Well, to borrow a wheelchair a passport had to be left as insurance against said wheelchair disappearing forever. THAT said a LOT about the Russians. The kicker was that the Russian guide, a young woman, had to leave HER passport with the museum officials. Our USA passports were worthless to them...HER passport insured that the wheelchair would be returned.
Disagree. A number of Hitler's territorial land grabs were justified by saying that he was protecting ethnic Germans.
OK don’t use Hitler. Stalin does nicely. And today his partner will be China instead of Japan. People better wake up because the next war is going to be nuclear. Or surrender.
Comparisons are fine he needs to be stopped now before it’s too late. And the big strike will probably come in the Pacific like last time.
These types play for keeps they will not hesitate to destroy America just because the liberals and most Americans think it’s unthinkable.
I think you're absolutely right here. Compare him to Peter the Great or even Catherine the Great if you want an historical analogy. Putin's acting as a Russian nationalist, even an imperialist. He has dreams of reviving Russian greatness.
It's really disengenous to compare Putin to Hitler while Svboda clowns are goosestepping around Kiev giving Nazi salutes.
As a friend of mine said after taking a Russian history class, "The Russians have always been the Russians."

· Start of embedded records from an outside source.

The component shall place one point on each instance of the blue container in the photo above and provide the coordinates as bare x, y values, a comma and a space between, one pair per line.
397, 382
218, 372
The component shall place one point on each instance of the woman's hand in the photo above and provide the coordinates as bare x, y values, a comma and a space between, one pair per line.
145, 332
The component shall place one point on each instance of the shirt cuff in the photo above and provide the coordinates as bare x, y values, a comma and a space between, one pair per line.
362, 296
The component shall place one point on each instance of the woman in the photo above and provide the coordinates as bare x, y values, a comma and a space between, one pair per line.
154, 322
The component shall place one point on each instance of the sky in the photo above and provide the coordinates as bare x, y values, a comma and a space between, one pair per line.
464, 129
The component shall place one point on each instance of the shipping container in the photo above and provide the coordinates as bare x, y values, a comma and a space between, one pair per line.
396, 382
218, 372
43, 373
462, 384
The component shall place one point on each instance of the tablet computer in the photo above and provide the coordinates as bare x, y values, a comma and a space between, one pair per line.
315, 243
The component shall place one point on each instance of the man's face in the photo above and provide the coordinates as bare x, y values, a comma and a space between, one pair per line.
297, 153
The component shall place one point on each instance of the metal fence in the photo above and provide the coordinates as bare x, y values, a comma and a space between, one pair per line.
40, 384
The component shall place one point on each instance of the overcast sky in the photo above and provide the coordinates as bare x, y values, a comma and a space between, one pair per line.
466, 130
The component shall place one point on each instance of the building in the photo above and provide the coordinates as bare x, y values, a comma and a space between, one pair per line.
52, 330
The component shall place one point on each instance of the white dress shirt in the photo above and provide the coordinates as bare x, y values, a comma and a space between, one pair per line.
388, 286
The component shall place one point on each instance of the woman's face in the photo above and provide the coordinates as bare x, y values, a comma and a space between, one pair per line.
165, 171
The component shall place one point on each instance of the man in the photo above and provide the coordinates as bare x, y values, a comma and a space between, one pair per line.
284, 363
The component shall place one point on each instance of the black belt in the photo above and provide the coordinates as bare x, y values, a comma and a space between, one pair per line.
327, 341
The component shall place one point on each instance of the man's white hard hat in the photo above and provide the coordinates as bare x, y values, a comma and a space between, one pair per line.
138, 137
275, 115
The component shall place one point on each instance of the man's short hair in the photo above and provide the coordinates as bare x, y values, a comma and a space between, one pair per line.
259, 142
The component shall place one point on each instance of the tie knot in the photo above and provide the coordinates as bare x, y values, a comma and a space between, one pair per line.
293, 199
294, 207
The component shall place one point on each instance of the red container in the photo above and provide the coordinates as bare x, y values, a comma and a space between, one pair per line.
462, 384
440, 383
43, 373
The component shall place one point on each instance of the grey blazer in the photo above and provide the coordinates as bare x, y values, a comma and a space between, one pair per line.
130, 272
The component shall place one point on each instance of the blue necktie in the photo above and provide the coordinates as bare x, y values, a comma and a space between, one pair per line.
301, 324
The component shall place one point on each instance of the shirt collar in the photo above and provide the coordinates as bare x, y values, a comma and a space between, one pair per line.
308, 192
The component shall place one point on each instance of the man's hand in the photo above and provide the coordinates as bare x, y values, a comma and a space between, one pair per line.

If you want to read a good book about Russian expansionism in the 18th and 19th Centuries, "The Great Game" by Peter Hopkirk is a terrific read. The usual pattern for absorbing Central Asia from the shores of the Caspian to the borders of China and Afghanistan was to send traders, then send soldiers to protect the traders while insisting loudly that they had no intentions of taking the area. Then the local commander would sieze control on some pretext of a threat to the traders or soldiers and, while Moscow swore that they hadn't planned this, they would proceed to absorb the territory. The British would be outraged and the Russians would swear it wouldn't happen again. Then traders would start moving into the next khanate.